Y como no, los trovadores y juglares que pluma en mano redactaban sobre pergamino las andanzas, aventuras, gestas y lugares recorridos para a posteriori remitirlas a todos los rincones del feudo al igual que los virtuosos del pincel, los cuales con vivos colores plasmaban estampas paisajísticas y retratos de los esforzados e incansables caballeros en el fragor de la batida.
Tampoco faltaban los ingeniosos comediantes y faranduleros que chistosos, bromistas y burlescos alzaban el ánimo e impregnaban de alegría, gozo y júbilo al resto de la expedición. Pero no todos eran varones pues asiduamente en las razias cabalgaban a la par de ellos, y sin temor alguno al destino incierto, combativas amazonas con el carácter luchador e indomable de las legendarias escuderas vikingas.
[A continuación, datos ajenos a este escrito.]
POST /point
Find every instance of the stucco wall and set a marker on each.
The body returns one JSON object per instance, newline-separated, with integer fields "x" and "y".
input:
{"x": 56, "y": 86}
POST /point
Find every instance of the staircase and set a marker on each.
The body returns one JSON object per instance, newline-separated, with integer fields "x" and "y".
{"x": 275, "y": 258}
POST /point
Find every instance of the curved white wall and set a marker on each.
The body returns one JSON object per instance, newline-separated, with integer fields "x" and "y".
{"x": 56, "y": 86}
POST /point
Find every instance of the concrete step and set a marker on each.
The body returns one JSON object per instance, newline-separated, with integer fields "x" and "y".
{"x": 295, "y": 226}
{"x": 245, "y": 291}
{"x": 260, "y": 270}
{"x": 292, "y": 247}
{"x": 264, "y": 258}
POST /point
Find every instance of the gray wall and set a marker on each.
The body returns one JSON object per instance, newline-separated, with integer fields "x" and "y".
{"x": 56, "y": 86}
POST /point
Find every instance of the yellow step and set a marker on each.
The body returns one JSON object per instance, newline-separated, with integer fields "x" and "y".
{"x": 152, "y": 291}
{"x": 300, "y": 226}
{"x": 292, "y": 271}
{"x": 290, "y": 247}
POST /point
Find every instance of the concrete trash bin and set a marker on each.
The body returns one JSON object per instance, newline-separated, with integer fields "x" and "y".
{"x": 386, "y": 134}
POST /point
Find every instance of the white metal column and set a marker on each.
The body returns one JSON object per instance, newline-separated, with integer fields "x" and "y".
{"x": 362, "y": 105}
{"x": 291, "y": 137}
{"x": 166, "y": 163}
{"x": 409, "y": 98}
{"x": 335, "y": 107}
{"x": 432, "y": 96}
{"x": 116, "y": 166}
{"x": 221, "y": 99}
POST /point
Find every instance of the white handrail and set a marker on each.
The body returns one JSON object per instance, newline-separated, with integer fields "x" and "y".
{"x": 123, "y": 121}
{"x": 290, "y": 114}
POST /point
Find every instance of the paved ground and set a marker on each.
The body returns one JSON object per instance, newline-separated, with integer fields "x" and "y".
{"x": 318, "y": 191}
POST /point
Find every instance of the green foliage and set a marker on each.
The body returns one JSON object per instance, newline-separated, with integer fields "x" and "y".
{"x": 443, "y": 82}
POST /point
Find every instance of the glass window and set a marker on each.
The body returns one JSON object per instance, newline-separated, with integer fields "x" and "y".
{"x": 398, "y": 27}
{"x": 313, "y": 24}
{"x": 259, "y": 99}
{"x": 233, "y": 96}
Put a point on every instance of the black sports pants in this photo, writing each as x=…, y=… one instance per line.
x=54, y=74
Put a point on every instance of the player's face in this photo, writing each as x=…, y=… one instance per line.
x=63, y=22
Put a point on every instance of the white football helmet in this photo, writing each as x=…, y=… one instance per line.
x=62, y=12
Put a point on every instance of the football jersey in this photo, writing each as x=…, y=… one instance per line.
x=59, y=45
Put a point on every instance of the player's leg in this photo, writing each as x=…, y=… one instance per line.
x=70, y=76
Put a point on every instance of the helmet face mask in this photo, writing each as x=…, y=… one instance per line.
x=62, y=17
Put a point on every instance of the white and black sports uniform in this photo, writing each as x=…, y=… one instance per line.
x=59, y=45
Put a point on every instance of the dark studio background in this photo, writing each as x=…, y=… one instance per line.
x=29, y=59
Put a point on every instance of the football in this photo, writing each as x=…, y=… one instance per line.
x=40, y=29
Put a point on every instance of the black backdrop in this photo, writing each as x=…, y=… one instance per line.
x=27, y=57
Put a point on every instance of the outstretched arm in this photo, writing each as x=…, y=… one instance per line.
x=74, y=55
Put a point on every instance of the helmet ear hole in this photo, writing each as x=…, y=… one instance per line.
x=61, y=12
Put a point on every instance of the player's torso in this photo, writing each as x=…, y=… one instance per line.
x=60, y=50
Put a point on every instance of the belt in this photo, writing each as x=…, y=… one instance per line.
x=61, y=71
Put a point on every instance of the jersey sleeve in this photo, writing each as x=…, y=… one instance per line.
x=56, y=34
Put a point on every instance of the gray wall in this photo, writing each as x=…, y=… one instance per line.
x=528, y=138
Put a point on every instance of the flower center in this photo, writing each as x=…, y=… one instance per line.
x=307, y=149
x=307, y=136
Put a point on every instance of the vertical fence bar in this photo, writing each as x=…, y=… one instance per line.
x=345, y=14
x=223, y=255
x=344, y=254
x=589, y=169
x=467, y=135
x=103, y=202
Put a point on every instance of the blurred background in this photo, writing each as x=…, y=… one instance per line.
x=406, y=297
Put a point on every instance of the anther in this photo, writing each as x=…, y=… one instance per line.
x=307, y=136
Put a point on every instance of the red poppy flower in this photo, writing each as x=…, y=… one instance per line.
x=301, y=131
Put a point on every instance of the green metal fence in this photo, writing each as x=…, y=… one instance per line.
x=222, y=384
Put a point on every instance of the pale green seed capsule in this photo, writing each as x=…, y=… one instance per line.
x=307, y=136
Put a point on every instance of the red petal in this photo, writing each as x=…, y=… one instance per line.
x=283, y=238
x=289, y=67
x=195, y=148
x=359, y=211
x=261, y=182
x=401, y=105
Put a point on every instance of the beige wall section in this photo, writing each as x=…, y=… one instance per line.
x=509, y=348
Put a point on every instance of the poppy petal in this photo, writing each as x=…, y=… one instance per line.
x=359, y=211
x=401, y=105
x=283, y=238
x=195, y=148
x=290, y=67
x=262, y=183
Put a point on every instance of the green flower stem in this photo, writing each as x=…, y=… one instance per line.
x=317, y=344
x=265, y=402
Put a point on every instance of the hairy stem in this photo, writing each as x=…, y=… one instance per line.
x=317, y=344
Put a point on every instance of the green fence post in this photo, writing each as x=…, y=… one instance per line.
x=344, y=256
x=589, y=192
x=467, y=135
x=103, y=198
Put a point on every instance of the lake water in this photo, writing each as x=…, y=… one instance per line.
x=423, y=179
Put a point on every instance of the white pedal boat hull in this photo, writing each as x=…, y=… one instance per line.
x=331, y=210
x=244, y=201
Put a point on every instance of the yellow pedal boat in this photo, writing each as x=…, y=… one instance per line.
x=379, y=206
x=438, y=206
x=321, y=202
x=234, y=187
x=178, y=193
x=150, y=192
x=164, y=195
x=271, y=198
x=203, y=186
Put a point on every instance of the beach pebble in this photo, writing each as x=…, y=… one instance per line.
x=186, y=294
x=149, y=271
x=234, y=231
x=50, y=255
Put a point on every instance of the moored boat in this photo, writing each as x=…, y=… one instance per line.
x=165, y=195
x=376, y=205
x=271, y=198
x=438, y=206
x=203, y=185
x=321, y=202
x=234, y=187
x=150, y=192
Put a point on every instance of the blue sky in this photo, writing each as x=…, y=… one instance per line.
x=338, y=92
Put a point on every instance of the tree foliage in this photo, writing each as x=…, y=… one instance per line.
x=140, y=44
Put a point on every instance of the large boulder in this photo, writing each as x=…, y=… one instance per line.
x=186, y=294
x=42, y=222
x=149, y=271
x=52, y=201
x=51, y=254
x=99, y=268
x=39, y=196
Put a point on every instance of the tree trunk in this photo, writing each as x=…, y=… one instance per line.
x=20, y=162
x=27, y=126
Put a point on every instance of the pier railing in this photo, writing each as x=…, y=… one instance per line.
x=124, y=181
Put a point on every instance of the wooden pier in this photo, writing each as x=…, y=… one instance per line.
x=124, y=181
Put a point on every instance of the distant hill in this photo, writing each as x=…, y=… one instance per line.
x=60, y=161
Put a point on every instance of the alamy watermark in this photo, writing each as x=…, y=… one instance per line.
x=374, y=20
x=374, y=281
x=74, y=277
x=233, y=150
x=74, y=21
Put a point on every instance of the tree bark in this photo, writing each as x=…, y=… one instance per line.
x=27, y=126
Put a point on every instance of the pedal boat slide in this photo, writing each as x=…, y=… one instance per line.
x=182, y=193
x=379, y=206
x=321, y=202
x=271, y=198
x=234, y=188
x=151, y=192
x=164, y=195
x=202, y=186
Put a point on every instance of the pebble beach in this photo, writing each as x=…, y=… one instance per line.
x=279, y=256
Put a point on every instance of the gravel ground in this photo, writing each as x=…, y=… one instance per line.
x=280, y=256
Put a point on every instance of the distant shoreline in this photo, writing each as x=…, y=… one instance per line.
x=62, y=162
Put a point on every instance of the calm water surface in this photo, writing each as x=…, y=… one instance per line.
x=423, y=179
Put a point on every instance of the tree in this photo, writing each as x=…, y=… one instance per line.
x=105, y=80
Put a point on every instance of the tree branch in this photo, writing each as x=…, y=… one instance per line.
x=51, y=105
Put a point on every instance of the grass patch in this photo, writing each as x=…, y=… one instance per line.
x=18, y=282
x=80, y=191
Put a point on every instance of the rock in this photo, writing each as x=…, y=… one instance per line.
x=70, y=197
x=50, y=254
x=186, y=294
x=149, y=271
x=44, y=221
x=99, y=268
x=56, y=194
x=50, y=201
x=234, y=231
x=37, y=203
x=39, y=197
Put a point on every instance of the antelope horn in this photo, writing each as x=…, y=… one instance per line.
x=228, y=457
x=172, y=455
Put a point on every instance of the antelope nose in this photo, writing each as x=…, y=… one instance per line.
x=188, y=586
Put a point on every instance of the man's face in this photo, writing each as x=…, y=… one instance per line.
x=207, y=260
Curioso era contemplar como los exploradores, siempre galopando en avanzadilla y cuya misión encomendada era la de guiar al resto, rara vez se orientaban por las sendas y caminos marcados sino más bien por su propia intuición, instinto y perspicacia o incluso confiando en el azar y la clarividencia aunque bien es cierto que de una guisa u otra siempre arribaban al destino.
Lo
innegociable y de obligado cumplimiento para todos, pues el honor y la honra
les iba en ello, era acatar lealmente la orden de replegar filas en
torno a la retaguardia desde donde los auténticos y genuinos líderes marcaban
el tempo de la marcha.
En la postrimería de cada jornada, acomodados en torno a la mesa de la taberna y jarra en mano, gozaban de la grata y amena tertulia para después y con la satisfacción del reto cumplido disgregarse y retornar a sus respectivos hogares donde hallar el meritorio y digno descanso.
Y así fue como nuestro hidalgo recorrió valles, montañas, barrancos, sendas, caminos, bosques, páramos, pueblos, aldeas, monumentos, etc...ya junto a esta singular cuadrilla de intrépidos y nobles jinetes.